Monday, April 15

7:00 am - 9:00 am

26B; SDCC

Add to Calendar 4/15/2019 7:00:00 AM 4/15/2019 9:00:00 AM America/Chicago 107 Brain Metastases 2.0: Expert Management Strategies and Challenging Cases 26B; SDCC

107 Brain Metastases 2.0: Expert Management Strategies and Challenging Cases

Fee: $150
Advanced Practice Provider Fee: $150
Candidate and Medical Student Fee: $65

Moderator(s): Steven N. Kalkanis, MD, FAANS

Panelist(s): Andrew J. Fabiano, MD, FAANS; Brian Vala Nahed, MD, FAANS ; Jeffrey J. Olson, MD, FAANS; Claudio G. Yampolsky, MD, IFAANS (Argentina)

Brain metastases (BM) are commonly treated as a part of a general neurosurgical practice. Major changes in the management of brain metastases have occurred in the past decade. This course will cover the management of brain metastases including:

1. Stereotactic Radiosurgery (SR)- Neo-Adjuvant SR, SR of brainstem metastases, Surgical cavity SR, Volumetric rather than lesion number approach to SR, Multi-session SR for large metastases.

2. Post-SR Metastases - Adverse Radiation Effect (ARE) vs. Tumor Progression Neuroimaging (ASL, PWI, PET), Pathophysiology of ARE, Laser-Interstitial Thermal Therapy (LITT)for ARE, Bevacizumab for ARE.

3. Surgical Resection of BM from Eloquent Cortex - Use of fMRI and DTI as adjuncts to the surgical resection of brain metastases.

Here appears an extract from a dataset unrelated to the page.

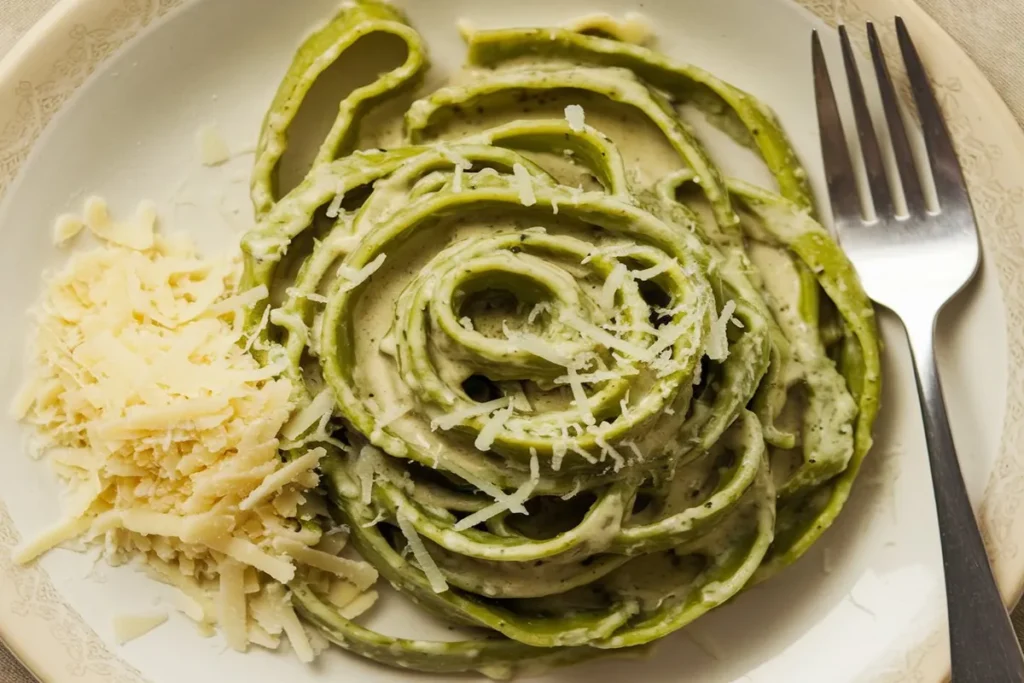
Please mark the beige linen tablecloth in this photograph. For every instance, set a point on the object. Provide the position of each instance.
(990, 31)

4. Targeted Therapy - Updates on immune therapies that cross the blood-brain barrier including a summary of the current literature supporting immune therapies as a primary management strategy for BM. Discussion on the role of immune therapies in the BM treatment algorithm including successful and unsuccessful case presentations.

5. Interactive Case Presentations - Challenging and controversial BM case presentations with an "ask the audience" session to interactively discuss different management strategies.

Learning Objectives: After completing this educational activity, participants should be able to:
  • Describe advanced management strategies for Brain Metastases including resection from eloquent cortex, stereotactic radiosurgery, and immune therapy.
  • Describe complex stereotactic radiosurgical planning for large metastases, brainstem metastases, and cavities before and after resection.
  • Diagnose and manage post-stereotactic radiosurgery brain metastases. Describe the advantages and shortcomings of neuroimaging techniques.
  • Develop an understanding of the role LITT and bevacizumab has in the treatment of post-SR brain metastases.
  • Describe the current literature on the role of immune therapy as a primary treatment for brain metastases. Discuss current treatment algorithms for BM of various primary tumor types that incorporate immune therapies.